Comovido com a demonstração de amizade eu quis esboçar um comentário, mas o Gérson não permitiu que o interrompesse e continuou:

- E também quero pedir um favor; se alguém perguntar onde estou, qual é a cidade que meus pais moram ou coisa parecida, diga que não sabe. Segura essa?

- Tudo bem, mas por que esse mistério?

- Algumas pessoas vão me procurar e não quero ser encontrado.

Pronto! Estava envolvido com os tais elementos da rua de baixo.

- Porra Gérson! Como você foi se meter nessa enrascada?

- Do que você está falando?

- Estou falando de você se envolver com traficantes.

- Bebeu? Eu estou limpo.
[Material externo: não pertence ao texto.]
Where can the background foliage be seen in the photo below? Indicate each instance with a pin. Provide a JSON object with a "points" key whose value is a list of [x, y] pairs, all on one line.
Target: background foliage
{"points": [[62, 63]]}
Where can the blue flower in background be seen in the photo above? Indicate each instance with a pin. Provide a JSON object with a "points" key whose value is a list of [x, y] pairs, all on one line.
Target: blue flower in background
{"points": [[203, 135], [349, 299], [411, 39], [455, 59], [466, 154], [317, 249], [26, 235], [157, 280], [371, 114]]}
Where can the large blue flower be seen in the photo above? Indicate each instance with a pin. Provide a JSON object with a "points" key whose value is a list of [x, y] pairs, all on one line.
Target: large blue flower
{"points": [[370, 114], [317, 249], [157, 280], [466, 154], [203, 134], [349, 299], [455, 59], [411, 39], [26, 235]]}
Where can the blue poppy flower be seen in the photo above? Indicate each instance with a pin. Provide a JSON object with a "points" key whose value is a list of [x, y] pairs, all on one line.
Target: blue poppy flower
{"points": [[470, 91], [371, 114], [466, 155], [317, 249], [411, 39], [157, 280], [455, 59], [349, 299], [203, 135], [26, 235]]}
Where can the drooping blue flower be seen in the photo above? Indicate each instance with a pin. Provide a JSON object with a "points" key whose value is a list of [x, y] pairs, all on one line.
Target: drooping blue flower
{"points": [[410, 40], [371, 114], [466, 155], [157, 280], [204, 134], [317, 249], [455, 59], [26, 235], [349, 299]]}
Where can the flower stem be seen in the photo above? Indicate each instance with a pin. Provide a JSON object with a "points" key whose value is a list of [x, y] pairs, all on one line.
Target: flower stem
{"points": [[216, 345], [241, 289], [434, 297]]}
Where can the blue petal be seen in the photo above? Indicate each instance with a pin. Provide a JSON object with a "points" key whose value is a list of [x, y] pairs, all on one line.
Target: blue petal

Não me meto com bandido não!

- Então está fugindo do quê?

- Dos cobradores! Casas Bahia, Pernambucanas, Lojas Marabrás, Kolumbus, Extra... Todo mundo levando calote.

- Caralho!!!

Não é incomum que um homem converse com outro homem falando palavrão para mostrar que é homem, mas nem era esse o caso. O palavrão foi a única coisa que consegui dizer quando entendi a situação.

Ele ficou um bom tempo passeando de carro novo e fazendo sucesso com as conterrâneas, lá no nordeste. Depois vendeu o carro e juntou toda grana que tinha para montar um boteco na beira da praia. Dois anos atrás, quando os protestos/SPC-SERASA caducaram, ele me escreveu dizendo que ia deixar o pai cuidando do bar e voltar para São Paulo. Sujeito bom de conversa, boa aparência e ficha limpa na praça, não demorou muito para encontrar um bom emprego com um bom salário. Mora do outro lado da cidade e faz questão de manter a nossa amizade, por isso aceito seus convites para almoçarmos. Conversamos, bebemos, rimos e sobre o calote nem um pio. No último encontro, na saída do restaurante, olhou meu carro como se fosse um comprador e perguntou com sincero interesse:

- Você não está precisando trocar seus móveis?

Entrei no carro e fugi antes que a tentação me fizesse responder que sim.